Понимал ли Шопен ценность своих сонат, мучась над Сонатой для виолончели, которую он то превозносил, то «швырял в угол»? В работе о «гармонике Шопена» Бронарский приводит примеры своеобразия шопеновской гармонии во всех его сочинениях. Уже в первом опусе, а даже и еще раньше проявляется вся необычность шопеновского звучания: шопеновский аккорд, неаполитанская секста, частое употребление нонаккордов и какое-то модуляцийное беспокойство. Точно так же и шопеновская мелодика с самого же начала характеризуются своими оригинальными чертами и особенностями: и открытый Микеттом шопеновский мотив и второй мотив, о котором пишет Хибинский.

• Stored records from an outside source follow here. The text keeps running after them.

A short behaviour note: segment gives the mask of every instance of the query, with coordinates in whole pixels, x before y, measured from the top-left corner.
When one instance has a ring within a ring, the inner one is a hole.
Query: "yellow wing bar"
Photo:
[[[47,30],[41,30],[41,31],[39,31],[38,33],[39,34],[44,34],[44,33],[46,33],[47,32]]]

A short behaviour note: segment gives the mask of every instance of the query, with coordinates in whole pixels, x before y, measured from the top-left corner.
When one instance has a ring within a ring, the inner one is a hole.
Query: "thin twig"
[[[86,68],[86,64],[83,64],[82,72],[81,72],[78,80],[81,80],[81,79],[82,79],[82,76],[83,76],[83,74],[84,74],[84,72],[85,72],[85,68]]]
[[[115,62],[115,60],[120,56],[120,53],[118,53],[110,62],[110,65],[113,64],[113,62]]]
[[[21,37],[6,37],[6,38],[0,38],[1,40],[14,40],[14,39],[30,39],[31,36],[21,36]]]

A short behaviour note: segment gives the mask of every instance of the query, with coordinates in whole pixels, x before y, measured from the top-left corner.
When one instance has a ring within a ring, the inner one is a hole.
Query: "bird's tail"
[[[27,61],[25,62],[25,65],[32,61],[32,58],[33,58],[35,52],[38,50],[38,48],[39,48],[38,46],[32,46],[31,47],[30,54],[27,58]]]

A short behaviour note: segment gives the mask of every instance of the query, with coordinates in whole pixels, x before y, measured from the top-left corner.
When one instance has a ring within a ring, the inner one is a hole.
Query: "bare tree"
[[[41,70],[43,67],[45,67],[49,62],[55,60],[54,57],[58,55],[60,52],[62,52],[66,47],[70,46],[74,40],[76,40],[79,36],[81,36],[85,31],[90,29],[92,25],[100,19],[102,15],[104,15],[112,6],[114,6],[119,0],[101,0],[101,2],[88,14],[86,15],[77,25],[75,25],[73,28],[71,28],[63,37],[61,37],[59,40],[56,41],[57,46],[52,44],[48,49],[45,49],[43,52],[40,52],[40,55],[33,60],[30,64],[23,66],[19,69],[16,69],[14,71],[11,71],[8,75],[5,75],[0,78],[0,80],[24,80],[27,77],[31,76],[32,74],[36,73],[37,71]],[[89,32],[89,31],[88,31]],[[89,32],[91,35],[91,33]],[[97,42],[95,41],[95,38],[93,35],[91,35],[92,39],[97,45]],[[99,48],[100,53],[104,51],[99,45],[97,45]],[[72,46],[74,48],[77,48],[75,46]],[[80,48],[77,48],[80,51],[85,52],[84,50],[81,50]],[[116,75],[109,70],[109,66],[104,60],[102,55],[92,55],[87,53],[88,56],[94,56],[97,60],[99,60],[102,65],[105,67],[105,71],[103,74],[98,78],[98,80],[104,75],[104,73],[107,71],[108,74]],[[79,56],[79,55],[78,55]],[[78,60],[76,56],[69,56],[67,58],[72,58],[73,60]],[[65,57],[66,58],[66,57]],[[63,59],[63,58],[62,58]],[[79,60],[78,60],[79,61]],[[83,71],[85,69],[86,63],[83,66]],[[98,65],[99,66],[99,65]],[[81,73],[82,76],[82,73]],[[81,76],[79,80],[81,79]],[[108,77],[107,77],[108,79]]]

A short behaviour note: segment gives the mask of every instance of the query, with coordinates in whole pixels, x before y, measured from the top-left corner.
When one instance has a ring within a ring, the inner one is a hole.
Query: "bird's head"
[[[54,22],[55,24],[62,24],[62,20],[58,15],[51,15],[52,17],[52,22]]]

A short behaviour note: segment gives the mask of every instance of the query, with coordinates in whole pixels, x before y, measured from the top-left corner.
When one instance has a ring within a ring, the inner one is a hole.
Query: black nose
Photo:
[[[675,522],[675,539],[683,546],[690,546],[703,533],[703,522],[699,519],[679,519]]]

И все же — мы снова возвращаемся к мысли Шопена в бессонную ночь, — когда он сравнивай свой варшавский багаж, с которым он приехал в Париж, с созданным в Ногане, он ощущал колоссальную разницу. Она была так же велика, как не похож молодой, веселый, любознательный паренек, который минует заставу Воли, на этого постаревшего и разочаровавшегося, худого денди, задыхающегося и кашляющего на влажной от холодного пота простыне, «G’étouffe et je vous souhaite tout le bonheur possible,[97]» — писал он Соланж Клесинжер в новогоднюю ночь 1647 года.
Он вспоминал счастливые годы, проведенные в Ногане. Но счастье это было сдобрено каким-то страхом и тревогой, раз уж в этой безмятежной обстановке родилось такое произведение, как Соната си минор.
Потрясающее это сочинение. Напоминает оно какую-то необыкновенную раму, в которую композитор вставил созданный задолго до этого Траурный марш — произведение, грешащее перенасыщенностью ничем не сдерживаемых чувств. Центральная часть великой поэмы стоит на грани кустарщины. Выручает оправа, которая и этой кустарщине придает серьезность и эмоциональную силу; кстати, звуки Марша, самим Шопеном перегруженные чувством, для нас связанные с самыми горькими воспоминаниями, превращаются в поэму смерти, отречения и бессилия. Но еще перед тем как Марш тронет нас своей безыскусной формулой «memento mori», мы прослушаем первую часть сонаты, напоминающую кровавую балладу, «Erlkönig», лишенную всяческого сентиментализма, этот «полет Валькирии», — как и у Вагнера, полную расширенных звуковых триад, но гораздо более трагичную. До того еще, как начнется полет, все уже приходит в движение, сразу же, в первых аккордах сонаты!
Какая же тревога do второй части, в скерцо, в этом ритмичном и гармоничном непостоянстве, и в неожиданно возникающей простой польской песне, равнинной и раздольной, выхваченной из туманного осеннего пейзажа, где-то там в окрестностях Конина, Турка, Антонина, — пейзажа, так хорошо знакомого Шопену и так вызывающе контрастирующего хотя бы с пейзажем прекрасного Берри. И вслед за этим смертным Маршем — бессмертное «обговаривание» финала, вечная загадка, вечный знак вопроса — и музыкальный и философский. Этот рокот, или порыв, или далекий гром — этот амузыкальный финал, не укладывающийся ни в какие каноны монументальной классической или же сентиментальной романтической музыки. Долго сдерживаемое чудачество, безумие, ярость Шопена прорываются в этом финале дымом, стелющимся по стерне неясной гармонийной основы. Это произведение нарушает пропорции музыкальных законов и преступает границы музыки; может, поэтому оно и кажется словно бы амузыкальным, так претит Шуману и д’Энди, который отказывает ему в каких бы то ни было достоинствах. Для нас это какая-то адская «гойеска», «каприччио», так же как и произведения Гойи, выходящие за границы добра и зла, красоты и безобразия. Одно из величайших произведений романтической, «фаустовской» культуры.